Thurgood Marshall, NAACP Counsel and civil rights leader, coordinated several key victories before the Supreme Court that resulted in the dismantling of Jim Crow. Morgan v. Virginia (1946 ) challenged the Virginia law requiring passenger motor vehicle carriers to separate white and black passengers. The state law was struck down, as it was found to place undue burden on interstate commerce, and desegregated interstate travel. Shelley v. Kraemer (1948) ruled that a state court could not constitutionally restrict an American from occupying a property on the basis of race, desegregating housing. These cases clearly enforced the 14th Amendment, and demonstrated that equality and separation were increasingly antithetical.
Next, Marshall mounted a well-planned assault on Jim Crow in the educational system by arguing Sweatt v. Painter (1950) and McLauren v. Oklahoma State Regents (1950). In Sweatt, a case against the University of Texas Law School, the Court ruled that the black facilities provided by the university did not meet the standard of equality, so black students could not be excluded from the white facilities. In McLauren, the Court ruled that Oklahoma could not restrict itself to white students, as separate black facilities removed the important educational opportunity for students to interact with one another.

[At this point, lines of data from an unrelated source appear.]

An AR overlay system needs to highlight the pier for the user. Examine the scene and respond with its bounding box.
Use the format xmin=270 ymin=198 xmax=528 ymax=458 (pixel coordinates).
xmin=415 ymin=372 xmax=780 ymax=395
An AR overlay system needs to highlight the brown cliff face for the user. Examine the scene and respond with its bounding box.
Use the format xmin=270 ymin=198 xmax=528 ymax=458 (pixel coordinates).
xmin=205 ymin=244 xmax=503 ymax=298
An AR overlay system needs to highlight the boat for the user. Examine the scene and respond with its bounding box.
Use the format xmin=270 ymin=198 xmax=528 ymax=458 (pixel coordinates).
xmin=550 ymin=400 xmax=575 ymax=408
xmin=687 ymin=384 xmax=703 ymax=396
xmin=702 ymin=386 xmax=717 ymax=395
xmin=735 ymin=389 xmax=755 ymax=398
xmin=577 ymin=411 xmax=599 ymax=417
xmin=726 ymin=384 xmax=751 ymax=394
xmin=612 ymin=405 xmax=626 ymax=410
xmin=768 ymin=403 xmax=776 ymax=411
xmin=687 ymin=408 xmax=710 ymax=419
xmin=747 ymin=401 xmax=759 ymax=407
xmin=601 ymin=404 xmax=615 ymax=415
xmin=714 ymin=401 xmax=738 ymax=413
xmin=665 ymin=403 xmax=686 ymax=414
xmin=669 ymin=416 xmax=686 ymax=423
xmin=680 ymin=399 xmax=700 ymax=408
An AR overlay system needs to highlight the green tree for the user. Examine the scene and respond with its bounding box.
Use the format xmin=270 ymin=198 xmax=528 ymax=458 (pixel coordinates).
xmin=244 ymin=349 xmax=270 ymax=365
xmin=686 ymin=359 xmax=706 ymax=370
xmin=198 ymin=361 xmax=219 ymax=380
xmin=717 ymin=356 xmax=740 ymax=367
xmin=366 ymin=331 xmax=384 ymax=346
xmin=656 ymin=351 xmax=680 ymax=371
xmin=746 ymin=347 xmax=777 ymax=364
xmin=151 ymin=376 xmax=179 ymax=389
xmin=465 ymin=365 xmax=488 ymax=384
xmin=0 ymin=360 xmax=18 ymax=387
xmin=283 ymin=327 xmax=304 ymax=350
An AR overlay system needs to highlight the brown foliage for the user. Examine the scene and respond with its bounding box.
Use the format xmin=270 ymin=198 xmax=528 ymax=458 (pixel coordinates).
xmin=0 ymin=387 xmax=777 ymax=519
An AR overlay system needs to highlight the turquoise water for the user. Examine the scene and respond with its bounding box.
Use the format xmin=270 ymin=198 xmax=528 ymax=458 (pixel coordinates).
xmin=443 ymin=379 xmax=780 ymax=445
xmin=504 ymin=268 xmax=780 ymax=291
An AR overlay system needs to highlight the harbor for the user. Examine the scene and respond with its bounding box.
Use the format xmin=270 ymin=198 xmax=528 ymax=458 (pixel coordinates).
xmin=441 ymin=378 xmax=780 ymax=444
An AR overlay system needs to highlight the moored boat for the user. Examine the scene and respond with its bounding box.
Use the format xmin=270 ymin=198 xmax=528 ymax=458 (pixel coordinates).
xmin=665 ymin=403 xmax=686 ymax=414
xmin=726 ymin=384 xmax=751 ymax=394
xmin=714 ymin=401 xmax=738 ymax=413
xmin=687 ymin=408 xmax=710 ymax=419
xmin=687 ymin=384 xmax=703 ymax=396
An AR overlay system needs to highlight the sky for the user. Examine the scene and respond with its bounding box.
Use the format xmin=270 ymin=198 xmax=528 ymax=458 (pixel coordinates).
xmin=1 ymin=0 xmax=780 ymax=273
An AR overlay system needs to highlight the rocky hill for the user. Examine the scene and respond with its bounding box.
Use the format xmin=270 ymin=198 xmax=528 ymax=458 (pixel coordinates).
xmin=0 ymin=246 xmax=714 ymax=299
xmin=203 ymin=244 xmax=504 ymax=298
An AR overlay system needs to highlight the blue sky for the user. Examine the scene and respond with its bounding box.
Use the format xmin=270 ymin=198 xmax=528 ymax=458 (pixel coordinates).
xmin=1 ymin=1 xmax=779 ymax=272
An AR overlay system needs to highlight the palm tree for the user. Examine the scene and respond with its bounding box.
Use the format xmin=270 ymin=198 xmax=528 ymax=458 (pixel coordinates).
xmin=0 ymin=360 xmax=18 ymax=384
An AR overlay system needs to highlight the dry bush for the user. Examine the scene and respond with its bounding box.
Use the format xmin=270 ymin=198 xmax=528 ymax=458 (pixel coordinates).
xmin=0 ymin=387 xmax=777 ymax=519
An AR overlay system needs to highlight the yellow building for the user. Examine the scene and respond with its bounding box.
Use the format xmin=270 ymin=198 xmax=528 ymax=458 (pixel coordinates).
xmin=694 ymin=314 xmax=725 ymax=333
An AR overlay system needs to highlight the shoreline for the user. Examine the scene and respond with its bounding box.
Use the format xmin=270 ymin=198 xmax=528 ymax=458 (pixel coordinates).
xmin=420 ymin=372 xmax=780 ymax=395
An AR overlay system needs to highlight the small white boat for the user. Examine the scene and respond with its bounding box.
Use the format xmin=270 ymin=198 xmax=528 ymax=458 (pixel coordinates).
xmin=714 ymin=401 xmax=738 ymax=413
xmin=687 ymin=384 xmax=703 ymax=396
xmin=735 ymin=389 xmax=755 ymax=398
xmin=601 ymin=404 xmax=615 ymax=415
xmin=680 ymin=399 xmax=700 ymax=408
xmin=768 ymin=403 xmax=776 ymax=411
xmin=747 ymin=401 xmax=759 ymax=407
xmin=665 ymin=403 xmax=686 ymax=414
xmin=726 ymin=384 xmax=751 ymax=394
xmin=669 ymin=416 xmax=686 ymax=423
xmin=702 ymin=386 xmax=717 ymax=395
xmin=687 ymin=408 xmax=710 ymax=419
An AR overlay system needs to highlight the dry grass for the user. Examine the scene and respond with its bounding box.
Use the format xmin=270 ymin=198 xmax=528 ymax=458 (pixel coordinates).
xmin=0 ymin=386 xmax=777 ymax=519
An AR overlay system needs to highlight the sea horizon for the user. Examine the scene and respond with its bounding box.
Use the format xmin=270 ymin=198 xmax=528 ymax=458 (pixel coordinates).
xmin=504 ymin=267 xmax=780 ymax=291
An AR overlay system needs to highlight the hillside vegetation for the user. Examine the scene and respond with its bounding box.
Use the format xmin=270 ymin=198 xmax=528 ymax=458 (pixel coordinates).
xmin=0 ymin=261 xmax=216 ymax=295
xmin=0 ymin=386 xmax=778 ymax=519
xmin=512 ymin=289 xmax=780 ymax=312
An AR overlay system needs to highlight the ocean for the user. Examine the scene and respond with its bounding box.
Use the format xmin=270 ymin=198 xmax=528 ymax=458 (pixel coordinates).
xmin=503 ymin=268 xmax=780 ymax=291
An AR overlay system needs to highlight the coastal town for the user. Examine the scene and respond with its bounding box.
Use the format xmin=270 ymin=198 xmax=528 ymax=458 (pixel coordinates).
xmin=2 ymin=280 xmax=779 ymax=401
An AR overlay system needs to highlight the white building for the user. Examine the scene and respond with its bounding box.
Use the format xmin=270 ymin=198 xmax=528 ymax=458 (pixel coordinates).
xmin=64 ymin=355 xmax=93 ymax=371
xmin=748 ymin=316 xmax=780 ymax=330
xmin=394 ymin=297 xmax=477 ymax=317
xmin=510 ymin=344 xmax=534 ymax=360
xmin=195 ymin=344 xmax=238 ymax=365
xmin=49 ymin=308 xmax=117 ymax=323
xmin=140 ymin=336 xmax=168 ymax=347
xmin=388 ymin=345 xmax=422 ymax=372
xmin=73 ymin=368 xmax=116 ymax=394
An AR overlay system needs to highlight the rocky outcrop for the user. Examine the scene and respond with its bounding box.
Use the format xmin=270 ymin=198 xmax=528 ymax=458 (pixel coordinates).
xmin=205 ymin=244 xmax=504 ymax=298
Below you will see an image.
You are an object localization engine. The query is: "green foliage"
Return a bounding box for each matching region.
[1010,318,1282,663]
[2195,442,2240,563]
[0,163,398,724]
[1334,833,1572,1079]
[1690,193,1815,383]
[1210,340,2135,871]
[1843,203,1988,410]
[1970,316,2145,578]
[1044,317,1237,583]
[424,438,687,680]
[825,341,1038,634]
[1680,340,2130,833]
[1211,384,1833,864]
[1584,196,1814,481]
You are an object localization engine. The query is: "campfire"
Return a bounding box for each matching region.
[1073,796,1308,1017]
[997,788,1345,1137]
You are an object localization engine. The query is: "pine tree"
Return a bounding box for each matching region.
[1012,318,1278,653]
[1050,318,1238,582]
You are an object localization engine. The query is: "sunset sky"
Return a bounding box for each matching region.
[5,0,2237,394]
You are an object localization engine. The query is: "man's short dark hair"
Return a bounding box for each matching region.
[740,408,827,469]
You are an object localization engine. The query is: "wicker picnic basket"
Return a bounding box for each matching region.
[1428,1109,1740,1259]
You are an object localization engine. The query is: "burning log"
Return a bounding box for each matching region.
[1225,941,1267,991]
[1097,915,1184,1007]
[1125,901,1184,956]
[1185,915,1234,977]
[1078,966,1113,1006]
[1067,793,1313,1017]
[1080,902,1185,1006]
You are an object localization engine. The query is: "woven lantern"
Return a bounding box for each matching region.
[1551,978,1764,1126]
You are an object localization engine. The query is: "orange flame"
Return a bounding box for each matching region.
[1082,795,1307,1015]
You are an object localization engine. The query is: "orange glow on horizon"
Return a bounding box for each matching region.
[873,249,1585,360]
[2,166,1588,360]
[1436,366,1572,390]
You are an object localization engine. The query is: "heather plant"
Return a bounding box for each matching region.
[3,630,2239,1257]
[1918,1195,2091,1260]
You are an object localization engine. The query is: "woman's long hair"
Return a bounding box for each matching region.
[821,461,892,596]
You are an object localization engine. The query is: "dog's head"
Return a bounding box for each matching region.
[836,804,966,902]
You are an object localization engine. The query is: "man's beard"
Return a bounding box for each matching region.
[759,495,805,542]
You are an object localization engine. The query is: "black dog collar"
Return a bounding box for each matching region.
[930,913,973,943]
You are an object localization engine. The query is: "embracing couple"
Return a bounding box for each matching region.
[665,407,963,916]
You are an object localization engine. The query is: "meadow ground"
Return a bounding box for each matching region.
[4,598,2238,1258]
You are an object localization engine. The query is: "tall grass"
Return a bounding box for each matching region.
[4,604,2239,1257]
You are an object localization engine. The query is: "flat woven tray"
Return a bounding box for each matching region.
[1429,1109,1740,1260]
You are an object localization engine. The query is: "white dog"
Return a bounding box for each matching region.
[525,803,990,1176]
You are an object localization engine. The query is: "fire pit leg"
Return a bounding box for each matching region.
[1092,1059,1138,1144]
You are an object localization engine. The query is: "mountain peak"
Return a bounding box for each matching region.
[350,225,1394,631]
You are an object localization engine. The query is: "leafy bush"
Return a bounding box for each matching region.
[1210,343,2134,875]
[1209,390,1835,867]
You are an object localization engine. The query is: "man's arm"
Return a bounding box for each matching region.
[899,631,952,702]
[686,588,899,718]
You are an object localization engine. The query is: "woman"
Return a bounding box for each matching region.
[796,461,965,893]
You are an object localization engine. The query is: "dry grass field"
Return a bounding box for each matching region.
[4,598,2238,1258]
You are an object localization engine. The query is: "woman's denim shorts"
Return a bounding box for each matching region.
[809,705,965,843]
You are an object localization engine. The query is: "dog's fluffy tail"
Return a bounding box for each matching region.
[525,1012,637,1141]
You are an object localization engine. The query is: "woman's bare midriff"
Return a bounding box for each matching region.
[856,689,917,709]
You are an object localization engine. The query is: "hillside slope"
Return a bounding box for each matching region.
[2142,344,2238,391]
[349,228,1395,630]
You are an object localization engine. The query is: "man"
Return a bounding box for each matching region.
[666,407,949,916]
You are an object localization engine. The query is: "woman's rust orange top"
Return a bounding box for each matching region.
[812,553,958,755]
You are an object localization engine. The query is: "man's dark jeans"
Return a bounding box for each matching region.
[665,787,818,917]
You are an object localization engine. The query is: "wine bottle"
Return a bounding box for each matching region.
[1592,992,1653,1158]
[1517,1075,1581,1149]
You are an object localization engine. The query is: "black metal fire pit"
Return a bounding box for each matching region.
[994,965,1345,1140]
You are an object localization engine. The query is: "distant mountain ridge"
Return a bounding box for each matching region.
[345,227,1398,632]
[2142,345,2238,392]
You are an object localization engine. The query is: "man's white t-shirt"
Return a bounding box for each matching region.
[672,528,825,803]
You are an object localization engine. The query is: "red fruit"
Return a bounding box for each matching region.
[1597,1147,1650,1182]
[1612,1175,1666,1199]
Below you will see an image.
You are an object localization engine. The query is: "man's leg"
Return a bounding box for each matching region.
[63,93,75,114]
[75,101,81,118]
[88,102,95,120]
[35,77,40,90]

Additionally, McLauren supported black students' right to equality as guaranteed by the 14th Amendment. Mc Lauren and Sweatt forced integration of graduate and professional schools, and significantly, there were no dissenters in either case. Though Plessy was not re-examined in these cases, the stage was set for its overturn in undergraduate and pre-collegiate educational facilities.
Marshall used these victories to prepare himself and the Court for a direct attack on Plessy v. Ferguson. In four cases known collectively as Brown v. Board of Education (1954, 55), Marshall argued that segregation was inherently unconstitutional, and that it denied an entire race the equal protection guaranteed by 14th Amendment. Chief Justice Earl Warren was a skilled negotiator, and garnered a unanimous decision in which the Court ruled that "'separate but equal' has no place" in America's public schools, as separate was deemed inherently unequal. Jim Crow was suddenly at odds with the law of the country, and openly threatened white supremacy. Though the legality of Jim Crow in education had been defeated, blacks continued to struggle for equal rights in its wake.